To transform a stem cell into a primordial egg cell, the researchers had to design an environment that recapitulated cell signaling and promoted development through several stages, says Shoukhrat Mitalipov, a reproductive and developmental biologist at Oregon Health Science University, who was not involved in the study. “This is a tremendous amount of work. I have to congratulate the team. It’s such a huge accomplishment,” Mitalipov says.

Hayashi says his next step will be to try to repeat this process in a non-human primate, which will be much more complicated. To help mature the mouse egg cells he simply took supporting cells from the mother’s ovaries. In a primate he will first need to generate these supportive cells from stem cells—something that has never been done before.

Hayashi says the mouse research has taken him four years, and he expects it would take at least twice that long to achieve the same results in people. It is far too early to try that, he says.

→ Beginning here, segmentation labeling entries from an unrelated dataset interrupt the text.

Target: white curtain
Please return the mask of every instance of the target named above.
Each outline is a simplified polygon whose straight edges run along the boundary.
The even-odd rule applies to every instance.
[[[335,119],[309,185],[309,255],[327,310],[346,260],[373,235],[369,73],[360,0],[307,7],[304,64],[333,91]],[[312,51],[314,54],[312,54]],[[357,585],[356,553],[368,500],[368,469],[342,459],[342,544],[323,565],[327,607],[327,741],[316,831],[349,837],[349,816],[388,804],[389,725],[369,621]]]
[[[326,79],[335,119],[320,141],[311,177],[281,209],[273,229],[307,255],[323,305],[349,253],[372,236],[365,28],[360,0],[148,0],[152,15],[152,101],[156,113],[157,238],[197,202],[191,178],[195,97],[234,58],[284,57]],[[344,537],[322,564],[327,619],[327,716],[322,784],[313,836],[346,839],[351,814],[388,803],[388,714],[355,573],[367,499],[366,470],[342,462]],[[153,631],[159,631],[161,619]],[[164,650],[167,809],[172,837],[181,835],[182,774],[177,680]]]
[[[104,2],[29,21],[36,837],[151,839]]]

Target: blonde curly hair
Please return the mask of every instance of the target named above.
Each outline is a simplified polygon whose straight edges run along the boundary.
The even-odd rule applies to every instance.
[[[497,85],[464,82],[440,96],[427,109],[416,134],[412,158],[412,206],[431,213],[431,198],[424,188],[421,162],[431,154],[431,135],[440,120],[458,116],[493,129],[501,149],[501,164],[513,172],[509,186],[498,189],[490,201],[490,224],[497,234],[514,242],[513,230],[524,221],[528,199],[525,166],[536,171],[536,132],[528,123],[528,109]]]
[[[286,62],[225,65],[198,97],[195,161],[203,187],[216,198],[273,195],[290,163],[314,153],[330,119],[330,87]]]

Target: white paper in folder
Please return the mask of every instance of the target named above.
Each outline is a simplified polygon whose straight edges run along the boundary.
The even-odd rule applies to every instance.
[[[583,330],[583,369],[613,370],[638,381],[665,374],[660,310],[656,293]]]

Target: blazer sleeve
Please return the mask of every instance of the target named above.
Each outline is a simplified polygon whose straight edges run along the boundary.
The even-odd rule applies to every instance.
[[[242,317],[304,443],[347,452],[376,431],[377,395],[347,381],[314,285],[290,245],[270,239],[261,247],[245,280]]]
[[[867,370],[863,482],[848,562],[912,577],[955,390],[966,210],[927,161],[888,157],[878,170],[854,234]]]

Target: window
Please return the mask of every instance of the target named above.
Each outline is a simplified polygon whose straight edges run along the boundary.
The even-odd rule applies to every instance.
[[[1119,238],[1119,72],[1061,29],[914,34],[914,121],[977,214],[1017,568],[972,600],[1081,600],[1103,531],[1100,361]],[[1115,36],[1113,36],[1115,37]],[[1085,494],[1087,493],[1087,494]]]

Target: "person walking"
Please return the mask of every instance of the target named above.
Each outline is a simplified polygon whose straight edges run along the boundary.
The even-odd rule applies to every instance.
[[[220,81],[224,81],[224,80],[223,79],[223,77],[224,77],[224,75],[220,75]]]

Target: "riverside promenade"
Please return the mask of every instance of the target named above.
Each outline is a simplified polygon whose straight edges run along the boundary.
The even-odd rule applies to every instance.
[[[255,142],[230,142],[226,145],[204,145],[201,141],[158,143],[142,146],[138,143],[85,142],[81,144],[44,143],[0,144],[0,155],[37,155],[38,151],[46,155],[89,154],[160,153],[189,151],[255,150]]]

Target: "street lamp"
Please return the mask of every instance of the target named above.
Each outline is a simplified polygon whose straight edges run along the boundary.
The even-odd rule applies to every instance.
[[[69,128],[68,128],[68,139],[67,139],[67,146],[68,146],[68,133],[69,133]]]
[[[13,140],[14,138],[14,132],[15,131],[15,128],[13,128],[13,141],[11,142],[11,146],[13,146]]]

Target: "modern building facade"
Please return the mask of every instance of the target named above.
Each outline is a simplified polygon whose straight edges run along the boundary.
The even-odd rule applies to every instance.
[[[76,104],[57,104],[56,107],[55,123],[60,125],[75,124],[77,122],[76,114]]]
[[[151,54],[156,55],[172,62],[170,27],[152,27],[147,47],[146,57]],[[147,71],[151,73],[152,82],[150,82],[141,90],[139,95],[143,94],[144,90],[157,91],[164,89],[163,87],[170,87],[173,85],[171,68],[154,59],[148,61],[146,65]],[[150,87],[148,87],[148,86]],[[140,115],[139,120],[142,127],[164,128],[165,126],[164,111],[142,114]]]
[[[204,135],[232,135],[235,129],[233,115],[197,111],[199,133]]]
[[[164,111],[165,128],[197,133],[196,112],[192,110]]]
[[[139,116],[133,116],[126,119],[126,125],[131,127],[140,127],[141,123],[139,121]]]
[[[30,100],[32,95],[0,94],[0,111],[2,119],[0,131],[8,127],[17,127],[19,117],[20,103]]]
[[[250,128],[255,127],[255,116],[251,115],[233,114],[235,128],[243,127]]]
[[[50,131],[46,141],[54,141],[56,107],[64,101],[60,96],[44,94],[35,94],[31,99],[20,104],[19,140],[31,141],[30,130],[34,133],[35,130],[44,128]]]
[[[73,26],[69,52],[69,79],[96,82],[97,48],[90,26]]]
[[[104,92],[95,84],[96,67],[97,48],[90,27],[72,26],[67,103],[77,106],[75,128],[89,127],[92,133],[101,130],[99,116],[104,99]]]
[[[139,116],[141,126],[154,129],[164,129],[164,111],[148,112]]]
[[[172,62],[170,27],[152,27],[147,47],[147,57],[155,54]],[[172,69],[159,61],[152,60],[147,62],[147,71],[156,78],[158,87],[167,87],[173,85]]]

“At the moment I must say that this kind of system should not be used for the human, because there are big risks,” he warns, adding that the process might lead to abnormal or seriously ill offspring. It may be possible to eventually make it safer by using a combination of technical improvements and advances in genetic analyses of embryos, he says. In a mouse it is ethically allowable to examine a large number of the embryos generated by research, and to accept the possibility—though not yet seen—that the pups might have genetic defects. Similar studies would not be possible in human research.

“In mice we can also work directly on the organism itself. We can look at events in vivo, introduce mutations and see what happens,” Surani says. “In humans we need a culture system to study the germ line, because we can’t do the kinds of experiments we can do in mice.”

Surani admits there will be challenges to getting this type of reproduction to work in people, and suspects the process could take a long time—possibly one to two decades. But Hayashi’s achievements so far make him confident of eventual success. “Sometimes when you know something is possible, it takes off the mental barriers you might have. You start being more optimistic,” he explains. “I wouldn’t say it’s impossible. I think it is possible.”